Math for a changing world

Ari Stern and graduate student Sanah Suri are developing new mathematics to describe the simulation of complex dynamical systems, a theoretical endeavor with real-world implications.

Basic math can tell us how the world is changing at any moment in time. If you know all the forces acting on a billiard ball, a vehicle, or a planet, it’s easy to figure out where each object will be an instant later. But knowing where the Earth will be 100 or 1 million years from now requires a different approach powered by computer algorithms. Ari Stern, associate professor of mathematics, has spent his career thinking about the mathematics of simulating complex dynamical systems, work relevant to the activity of neurons as well as the future of galaxies. 

Ari Stern

Stern and graduate student Sanah Suri recently published a paper in the Journal of Computational Dynamics describing a new mathematical approach to this problem. They discussed their work with the Ampersand.

What is the main purpose of your research?

Stern: We’re interested in using math to describe things varying in space and changing over time. It’s the sort of problem physicists and mathematicians have been struggling with for centuries because the equations are simple to write but difficult to solve. Small changes can add up over time in unpredictable ways, and there’s usually no formula to tell you what happens.

Very simply, we’re looking at ways to simulate dynamical systems by slicing a long interval of time into many short intervals where the changes are easier to predict. If you can add those different slices together in the right way, you can get a complete picture. It’s a method called numerical integration, and it’s the starting point for all our work.

Your latest paper is about functional equivariance. What is that?

Stern: That’s a term I first introduced in a 2022 paper co-authored with Robert McLachlan, a mathematician at Massey University in New Zealand. Often, dynamical systems have important quantities that don’t change over time, called invariants. For example, if you’re describing the solar system, the individual planets move but the total momentum won’t change, following Newton’s laws of physics.
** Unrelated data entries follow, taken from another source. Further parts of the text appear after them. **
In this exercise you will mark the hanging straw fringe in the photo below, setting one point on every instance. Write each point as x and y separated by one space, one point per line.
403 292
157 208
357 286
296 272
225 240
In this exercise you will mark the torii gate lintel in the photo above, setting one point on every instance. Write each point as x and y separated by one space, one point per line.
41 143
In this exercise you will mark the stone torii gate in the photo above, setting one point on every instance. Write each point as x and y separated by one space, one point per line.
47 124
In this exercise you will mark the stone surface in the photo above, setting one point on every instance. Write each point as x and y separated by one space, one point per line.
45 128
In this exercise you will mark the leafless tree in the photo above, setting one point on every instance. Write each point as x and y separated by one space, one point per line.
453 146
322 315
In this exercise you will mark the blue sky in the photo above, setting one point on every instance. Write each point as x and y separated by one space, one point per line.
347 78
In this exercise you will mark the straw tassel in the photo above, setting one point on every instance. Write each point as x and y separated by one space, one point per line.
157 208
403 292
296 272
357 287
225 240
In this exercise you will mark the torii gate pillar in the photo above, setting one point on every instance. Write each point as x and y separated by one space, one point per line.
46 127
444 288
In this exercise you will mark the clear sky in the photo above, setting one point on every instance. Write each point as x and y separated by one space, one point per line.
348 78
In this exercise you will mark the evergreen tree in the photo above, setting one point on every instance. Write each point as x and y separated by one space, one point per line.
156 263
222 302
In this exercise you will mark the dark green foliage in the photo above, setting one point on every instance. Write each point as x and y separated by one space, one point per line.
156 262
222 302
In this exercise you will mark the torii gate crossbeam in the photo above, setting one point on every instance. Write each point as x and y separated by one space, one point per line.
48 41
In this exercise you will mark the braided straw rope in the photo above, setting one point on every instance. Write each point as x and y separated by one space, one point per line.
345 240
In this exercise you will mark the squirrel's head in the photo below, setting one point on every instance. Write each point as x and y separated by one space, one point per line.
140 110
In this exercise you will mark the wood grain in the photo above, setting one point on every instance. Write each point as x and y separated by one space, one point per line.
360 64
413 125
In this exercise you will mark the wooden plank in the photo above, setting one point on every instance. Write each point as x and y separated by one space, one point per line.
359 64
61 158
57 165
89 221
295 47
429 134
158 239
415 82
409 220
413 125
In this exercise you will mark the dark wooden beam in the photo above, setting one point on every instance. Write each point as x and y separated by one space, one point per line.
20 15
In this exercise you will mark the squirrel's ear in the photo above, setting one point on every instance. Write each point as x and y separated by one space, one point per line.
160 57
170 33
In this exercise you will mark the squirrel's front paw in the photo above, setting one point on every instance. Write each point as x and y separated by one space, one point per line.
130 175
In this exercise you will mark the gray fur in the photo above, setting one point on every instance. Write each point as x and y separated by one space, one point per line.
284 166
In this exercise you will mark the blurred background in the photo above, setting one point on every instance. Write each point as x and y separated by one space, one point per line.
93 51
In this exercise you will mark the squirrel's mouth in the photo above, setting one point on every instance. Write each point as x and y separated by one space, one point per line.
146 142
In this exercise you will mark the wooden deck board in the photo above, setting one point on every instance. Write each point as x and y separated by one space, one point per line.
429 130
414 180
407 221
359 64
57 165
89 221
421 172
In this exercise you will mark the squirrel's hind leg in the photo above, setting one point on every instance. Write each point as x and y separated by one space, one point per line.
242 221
A good simulation of the solar system should also keep these quantities invariant.

We showed that if an algorithm gets these invariants right, then it also does a better job simulating quantities that do change. For example, you can imagine an oscillating spring losing energy over time due to friction. Functional equivariance describes how important quantities change over time in the simulation.

Suri: I see functional equivariance as a powerful tool for describing many different systems. It’s essentially the entire focus of my PhD research, and it’s what I want to study going forward.

When you study these simulation algorithms, do you already have a real-world application in mind?

Stern: At the start, we’re thinking abstractly about the math. But once the theory is developed, it could be applied to the solar system, molecular dynamics, or any number of other systems.

Sanah Suri

Suri: As a student, it’s helpful for me to think about real-world possibilities when I’m doing the math. Lots of complicated systems can be broken down into different parts. I think about predator-prey dynamics or even the motion of a swinging pendulum. You could observe different aspects of these systems and simulate how they change over time.

Your research is supported by the National Science Foundation. Does the NSF often fund mathematical research?

Stern: The NSF has a Division of Mathematical Sciences that funds all sorts of mathematical research, and my work is funded specifically by the Computational Mathematics program. Some of this research may later be translated to a specific application, but some of it is math for math’s sake, which is also important and valuable.

Do you collaborate with other WashU researchers outside of mathematics?

Stern: A few years ago I co-authored a paper with Barani Raman, a professor of biomedical engineering at the McKelvey School, and Zhengdao Chen, an undergraduate student we both advised. We developed algorithms to simulate spiking neurons that improve on the standard algorithms used in computational neuroscience. I also spend a fair amount of time speaking with researchers in other departments in Arts & Sciences. I hope there will be more collaborations in the future.